In the last couple of years we have seen a proliferation of the use of GANs in the scene we laughably seem to refer to as ‘AI Art’. Often these GANs are trained on faces, and every few months we see another higher-quality video of faces morphing into each other.
These models are the result of thousands of hours of processing time – to borrow a phrase from the crypto-currency community – they are a literal ‘proof of work’. Trillions of calculations, rendered as a block of numerical weights, ready to be replicated and interrogated.
These products of digital labour are scattered all over the web.
Artistically, these models can be considered ‘found objects‘
Found object originates from the French objet trouvé, describing art created from undisguised, but often modified, objects or products that are not normally considered materials from which art is made, often because they already have a non-art function.
A box of infinite faces
For this work, the found object is the FFHQ styleGAN model from Nvidia.
The model has been trained on the Flickr-Faces dataset, which contains 70,000 faces, and is frequently used as a benchmark for various computational face-related tasks. This model is able to produce an infinite number of novel faces – as demonstrated by websites such as https://thispersondoesnotexist.com/ .
In addition to generating new faces, it is possible to ‘find’ faces that are similar to ‘real’ faces. We effectively ask the network to imagine a face, based on an existing photograph – somewhat akin to a Police Sketch artist recreating a mugshot from the verbal description of a witness. It is not a direct reproduction of an image, but a ‘closest approximation’ derived from the latent space of the trained network.
For some images, this works very well.
For others, it produces horrors from the uncanny valley.
Mathematically speaking, these two attempts to find my face may be equally ‘successful’ – i.e. the algorithm has done its best. But to the human observer the second image is clearly ‘wrong’.

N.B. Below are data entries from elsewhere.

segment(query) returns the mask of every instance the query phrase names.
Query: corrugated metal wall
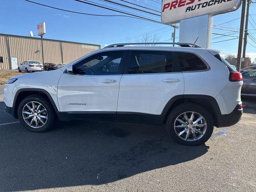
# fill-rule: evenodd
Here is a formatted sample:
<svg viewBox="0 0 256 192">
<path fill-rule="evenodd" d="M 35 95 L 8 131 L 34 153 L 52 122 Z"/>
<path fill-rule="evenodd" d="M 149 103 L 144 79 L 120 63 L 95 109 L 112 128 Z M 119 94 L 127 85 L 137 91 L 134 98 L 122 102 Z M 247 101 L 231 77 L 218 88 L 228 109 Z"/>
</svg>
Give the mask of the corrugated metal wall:
<svg viewBox="0 0 256 192">
<path fill-rule="evenodd" d="M 3 63 L 0 63 L 0 70 L 9 68 L 9 57 L 6 37 L 0 36 L 0 56 L 3 57 Z"/>
<path fill-rule="evenodd" d="M 45 62 L 68 64 L 100 48 L 99 45 L 44 39 Z M 10 47 L 10 55 L 8 47 Z M 41 40 L 38 38 L 0 34 L 0 70 L 10 69 L 9 58 L 17 57 L 18 63 L 25 60 L 42 62 Z"/>
</svg>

The human brain dedicates huge resources to the problem of recognising and reading emotional state from other faces. Its unsurprising that we are highly tuned to spotting when we’re being duped.

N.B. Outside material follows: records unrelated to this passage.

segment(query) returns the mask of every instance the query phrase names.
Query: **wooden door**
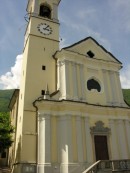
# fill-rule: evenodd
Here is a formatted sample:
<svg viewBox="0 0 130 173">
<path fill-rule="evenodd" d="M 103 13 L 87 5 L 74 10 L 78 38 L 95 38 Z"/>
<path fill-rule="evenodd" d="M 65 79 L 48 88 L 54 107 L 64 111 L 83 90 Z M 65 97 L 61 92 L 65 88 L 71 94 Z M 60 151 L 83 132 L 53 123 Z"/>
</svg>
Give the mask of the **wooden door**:
<svg viewBox="0 0 130 173">
<path fill-rule="evenodd" d="M 96 160 L 109 160 L 107 136 L 94 136 Z"/>
</svg>

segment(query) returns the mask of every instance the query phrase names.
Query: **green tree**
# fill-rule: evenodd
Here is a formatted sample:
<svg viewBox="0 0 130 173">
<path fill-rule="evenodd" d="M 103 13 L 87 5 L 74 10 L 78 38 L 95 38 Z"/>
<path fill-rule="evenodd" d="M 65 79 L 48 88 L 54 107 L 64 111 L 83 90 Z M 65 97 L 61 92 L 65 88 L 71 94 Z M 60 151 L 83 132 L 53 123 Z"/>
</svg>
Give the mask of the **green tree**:
<svg viewBox="0 0 130 173">
<path fill-rule="evenodd" d="M 0 112 L 0 153 L 8 149 L 12 141 L 14 127 L 11 125 L 10 116 L 7 112 Z"/>
</svg>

Contrast this with the machine-imagined cats at https://thiscatdoesnotexist.com/ – we aren’t as well versed in spotting the nuances of the cat face, hence a slightly wonky cat is much less disturbing than a slightly wonky human face.
One could argue that the whole history of portraiture is about playing at the edge of the uncanny valley. A good portrait captures the character of the subject and tickles our brain in an aesthetically rewarding manner.
The journey of a portrait starts with the perception of the artist, who transforms it through expression and technique, resulting in a work that is viewed and interpreted by the viewer.
Some say all portraits are self-portraits. That the artist is inevitably entwined with her work – perhaps GAN faces should be considered as self-portraits as well?
Portraits of the network that produced them.
Moving through face-space
The video for Cry by Godley & Creme hit the world’s 4×3 CRT screens in 1985. A simple concept, beautifully realised, and on a personal note, perhaps my first encounter with the concept of the face-morph.
The method used is relatively simple, a series of actors singing the song, straight to camera, blending into one another with some video fades. A more sophisticated version of the concept appeared in Michael Jackson’s video for Black & White, released in 1991.
I have been using (less sophisticated, but somehow more disturbing) face-morphs as part of The Private Sector‘s live AV for several years.
One of the features of the StyleGAN architecture is the ability to manipulate the faces across human-salient axes, such as age or gender.
Every time I see a GAN face morph, it makes me think of the Godley & Creme video, so I decided to see what would happen if the two met.
I split the Cry video into its constituent frames and asked the network to try and produce a portrait of each one.
I then asked it to produce a slightly older version of the same face. Often this seems to involve adding a pair of glasses.
Each frame of the video is a portrait ‘painted’ by the network. The output influenced by all that it has experienced before.
Human artists work in the same way, but our experience is infinitely broader than solely looking at the same 70,000 faces over and over again. However, as machine learning systems become more sophisticated and absorb other modalities, will the distinction remain so clear?
The source images are from the video are black and white, with high contrast, and are frequently in the process of being faded one into the other. In many ways quite different from the FFHQ dataset it has been trained on, and a nigh-on impossible task for the network to understand, given its limited experience of the world. Yet it still produces a portrait, albeit sometimes with scant resemblance to the original.
These faces are plucked from the fuzzy edge of the network’s knowledge, testing the limits of its abilities.
This is the machine painting a dream of the Cry video. Enjoy.